Je ziet hier de rechthoekige driehoek `ABC` met `BC = a = 4` en `AC = b = 3` en `/_C = 90^@` .
Bereken de lengte van de hypotenusa `AB` .
De stelling van Pythagoras met `AB = c` geeft:
`4^2 + 3^2 = c^2`
`16 + 9 = 25 = c^2`
zodat `c = sqrt(25) = 5` .
Merk op dat de kwadraten van de gegeven rechthoekszijden worden opgeteld. Vierkanten op de zijden tekenen is niet nodig.
Bekijk de figuur in Voorbeeld 1 nog eens. In deze rechthoekige driehoek is de hypotenusa steeds zijde `AB` .

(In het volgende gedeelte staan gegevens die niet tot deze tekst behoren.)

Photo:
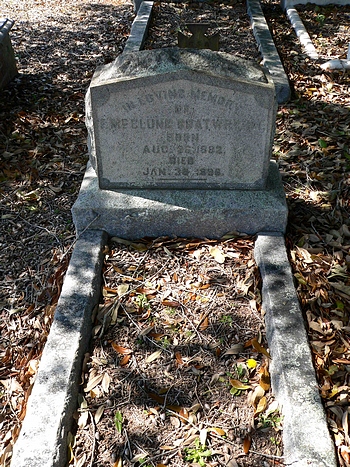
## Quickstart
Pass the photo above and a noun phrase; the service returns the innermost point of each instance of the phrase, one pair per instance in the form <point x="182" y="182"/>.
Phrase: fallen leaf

Neem `AC = 6` en `BC = 4` en bereken `AB` . Laat de wortel in het antwoord staan.
Oefen dit (samen met een medeleerling) voor andere waarden van `AC` en `BC` .
Van een rechthoekige driehoek `PQR` met `∠Q = 90^@` is `PQ = 18` cm en `QR = 30` cm. Neem als hypotenusa `PR` .

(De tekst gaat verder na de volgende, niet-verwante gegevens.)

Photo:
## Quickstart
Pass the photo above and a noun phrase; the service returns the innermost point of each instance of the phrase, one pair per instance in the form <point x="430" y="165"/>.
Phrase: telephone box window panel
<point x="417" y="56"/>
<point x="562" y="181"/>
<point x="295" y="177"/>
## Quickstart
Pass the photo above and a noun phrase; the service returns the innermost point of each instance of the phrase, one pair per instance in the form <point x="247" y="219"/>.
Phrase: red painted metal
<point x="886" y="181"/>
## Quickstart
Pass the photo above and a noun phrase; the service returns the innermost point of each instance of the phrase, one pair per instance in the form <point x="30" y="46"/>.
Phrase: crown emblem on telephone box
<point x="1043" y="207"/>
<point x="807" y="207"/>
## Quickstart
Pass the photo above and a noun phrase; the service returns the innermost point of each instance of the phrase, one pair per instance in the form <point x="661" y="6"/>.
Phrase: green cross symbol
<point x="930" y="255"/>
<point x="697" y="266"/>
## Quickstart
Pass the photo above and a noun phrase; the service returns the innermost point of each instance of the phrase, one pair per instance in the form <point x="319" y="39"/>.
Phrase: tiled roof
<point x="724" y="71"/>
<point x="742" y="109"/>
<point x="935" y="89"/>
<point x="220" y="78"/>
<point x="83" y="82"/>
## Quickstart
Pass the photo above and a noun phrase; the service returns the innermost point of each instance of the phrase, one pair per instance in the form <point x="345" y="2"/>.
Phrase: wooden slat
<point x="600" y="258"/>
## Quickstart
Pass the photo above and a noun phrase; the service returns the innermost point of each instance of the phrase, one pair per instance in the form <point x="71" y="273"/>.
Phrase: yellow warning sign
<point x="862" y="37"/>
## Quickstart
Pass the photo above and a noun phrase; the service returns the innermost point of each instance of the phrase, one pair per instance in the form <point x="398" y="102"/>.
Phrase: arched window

Schets deze driehoek en schat de lengte van `PR` .
Bereken de lengte van `PR` met behulp van de stelling van Pythagoras in twee decimalen nauwkeurig.
Hier zie je drie rechthoekige driehoeken.
Bereken in elke driehoek de exacte lengte van de hypotenusa.